Writing as Sheldon Lord in 1961, Lawrence Block’s erotic pulp 69 Barrow Street – winky title aside – seems very against its subgenre grain: set in the NY Village in – as per our omniscient narrator – a post-artistic haven slump, now split between the pretty, shopified, gentrified blocks and slums housing addicts and sleaze. The way it initially approaches its sexual content is as something of a disease: Ray is disgusted with himself for shacking up with the kink-pursuing Stella, going through self-disgusted motions in her various orgies and drug parties, which are described with a frank, unerotic detachment. Ray used to be a painter, and now… Now he is just Stella’s plaything.

And while Stella might be a spin on a noir type – the spin here being that of a sex-obsessed sadist – there’s some progressiveness and subversion in this initial character sketches, embracing gay and straight as one thing on the sexuality spectrum, and trying to hint at some emotional undertones to Stella’s actions – that it’s not just seeking pleasure, or pain, but the need for some element of control, in any form. The same actually goes for her boy toy, who is initially our POV but isn’t necessarily a typical everyman, or down-on-his-luck antihero: we can sense how this good-looking dude slid into his current “occupation,” and Block gives him a realistic voice in trying to find his way out.

When Susan moves into the same building – the titular address, by the way – this interesting balance of tones is maintained: Susan is gay, and certainly the sunshine comparison to Stella’s doom and gloom, but she’s not innocent or naive, either. And while she forms the third on a triangle that’s surely going to be trouble – she has a lust for Stella, but forms a friendship with Ray – Block again dodges out from a typical path by not having Stella or Susan immediately divebomb one another, and actually building the friendship with Ray.

But: this approach comes at a cost, and that cost – firstly – is something of a lack of tension.

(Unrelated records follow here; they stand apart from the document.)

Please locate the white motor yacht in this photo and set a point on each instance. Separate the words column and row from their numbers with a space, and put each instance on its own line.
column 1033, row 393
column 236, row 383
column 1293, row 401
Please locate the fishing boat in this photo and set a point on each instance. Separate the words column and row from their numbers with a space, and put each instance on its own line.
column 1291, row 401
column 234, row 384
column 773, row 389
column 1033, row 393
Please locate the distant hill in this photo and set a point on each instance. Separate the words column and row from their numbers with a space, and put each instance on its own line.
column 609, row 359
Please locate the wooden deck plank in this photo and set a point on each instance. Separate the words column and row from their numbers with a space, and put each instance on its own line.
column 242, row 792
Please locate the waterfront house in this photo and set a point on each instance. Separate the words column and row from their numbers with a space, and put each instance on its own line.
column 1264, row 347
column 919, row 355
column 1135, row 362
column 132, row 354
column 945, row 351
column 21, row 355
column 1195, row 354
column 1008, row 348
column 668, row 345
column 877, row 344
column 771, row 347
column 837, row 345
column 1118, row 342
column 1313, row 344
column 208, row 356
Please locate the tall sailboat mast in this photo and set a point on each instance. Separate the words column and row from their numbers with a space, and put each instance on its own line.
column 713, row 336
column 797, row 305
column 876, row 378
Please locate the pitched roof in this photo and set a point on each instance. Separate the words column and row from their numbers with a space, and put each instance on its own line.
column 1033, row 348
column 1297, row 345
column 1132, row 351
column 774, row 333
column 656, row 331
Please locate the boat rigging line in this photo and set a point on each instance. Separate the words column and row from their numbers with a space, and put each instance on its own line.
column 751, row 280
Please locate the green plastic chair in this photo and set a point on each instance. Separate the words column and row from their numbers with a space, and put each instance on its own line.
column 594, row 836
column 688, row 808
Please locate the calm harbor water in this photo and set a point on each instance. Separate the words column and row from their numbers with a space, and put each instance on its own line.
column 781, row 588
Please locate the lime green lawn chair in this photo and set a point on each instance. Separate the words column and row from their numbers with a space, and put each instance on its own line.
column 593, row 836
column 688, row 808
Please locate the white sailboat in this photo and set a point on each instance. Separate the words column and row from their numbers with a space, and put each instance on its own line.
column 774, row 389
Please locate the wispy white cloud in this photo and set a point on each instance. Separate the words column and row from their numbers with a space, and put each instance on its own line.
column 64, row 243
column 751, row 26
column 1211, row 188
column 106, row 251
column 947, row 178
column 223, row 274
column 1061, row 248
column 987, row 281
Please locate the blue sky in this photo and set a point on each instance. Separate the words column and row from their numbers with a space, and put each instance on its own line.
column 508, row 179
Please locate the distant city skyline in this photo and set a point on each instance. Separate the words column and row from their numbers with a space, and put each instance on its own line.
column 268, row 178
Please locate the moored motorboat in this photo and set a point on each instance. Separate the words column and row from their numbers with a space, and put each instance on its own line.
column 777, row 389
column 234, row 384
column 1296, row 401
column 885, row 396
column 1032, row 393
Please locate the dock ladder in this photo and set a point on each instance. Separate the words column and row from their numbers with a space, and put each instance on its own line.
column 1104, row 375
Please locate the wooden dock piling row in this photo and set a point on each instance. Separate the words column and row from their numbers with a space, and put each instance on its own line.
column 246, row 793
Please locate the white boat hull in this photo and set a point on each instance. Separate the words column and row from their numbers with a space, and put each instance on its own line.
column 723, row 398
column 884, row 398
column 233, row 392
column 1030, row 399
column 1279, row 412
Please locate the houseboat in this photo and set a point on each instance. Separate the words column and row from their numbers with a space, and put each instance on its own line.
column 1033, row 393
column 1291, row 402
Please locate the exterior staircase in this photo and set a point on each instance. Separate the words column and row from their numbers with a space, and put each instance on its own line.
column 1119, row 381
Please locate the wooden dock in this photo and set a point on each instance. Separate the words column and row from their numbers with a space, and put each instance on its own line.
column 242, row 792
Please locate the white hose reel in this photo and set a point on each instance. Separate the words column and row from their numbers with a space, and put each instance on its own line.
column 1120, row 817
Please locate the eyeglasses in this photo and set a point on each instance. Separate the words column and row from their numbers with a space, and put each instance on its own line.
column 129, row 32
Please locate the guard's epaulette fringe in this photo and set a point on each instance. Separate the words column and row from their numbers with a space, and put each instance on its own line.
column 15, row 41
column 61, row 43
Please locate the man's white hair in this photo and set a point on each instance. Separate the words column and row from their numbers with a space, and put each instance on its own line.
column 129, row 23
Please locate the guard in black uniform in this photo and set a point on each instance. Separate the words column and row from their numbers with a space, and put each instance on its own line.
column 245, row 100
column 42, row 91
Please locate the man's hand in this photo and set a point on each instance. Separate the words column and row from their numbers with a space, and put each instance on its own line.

Block pushes on Ray’s descent into further frivolities with Stella as a replacement, and thus pushes Stella’s abuses as well. This goes to some very dark places, with the term ‘rape’ tossed around very frequently, but this feels for effect, unfortunately: it’s not dealt with. And once Block finally has his characters in place where he’s ready to push them forward a bit – 100+ pages in – that progressiveness gets thrown under the bus of an incredibly dated 60s mentality, combined with obnoxiously cheeseball Hollywood love scenes. (For real: does anyone like sitting there while someone kiss-pecks them all over for like 20 minutes straight?) The final nail of ineffectiveness is the wrap-up: while the triangle itself is dealt with interestingly, Block puts a stinger on the end that renders one character’s tribulations as wholly useless – they were just included so they could be part of this conclusion.

This whole last section isn’t necessarily bad; it’s more in style with the trashy vibe of an erotic pulp. But it does balance out what’s initially a more surprising approach, with less extreme – and thus more believable – versions of its characters.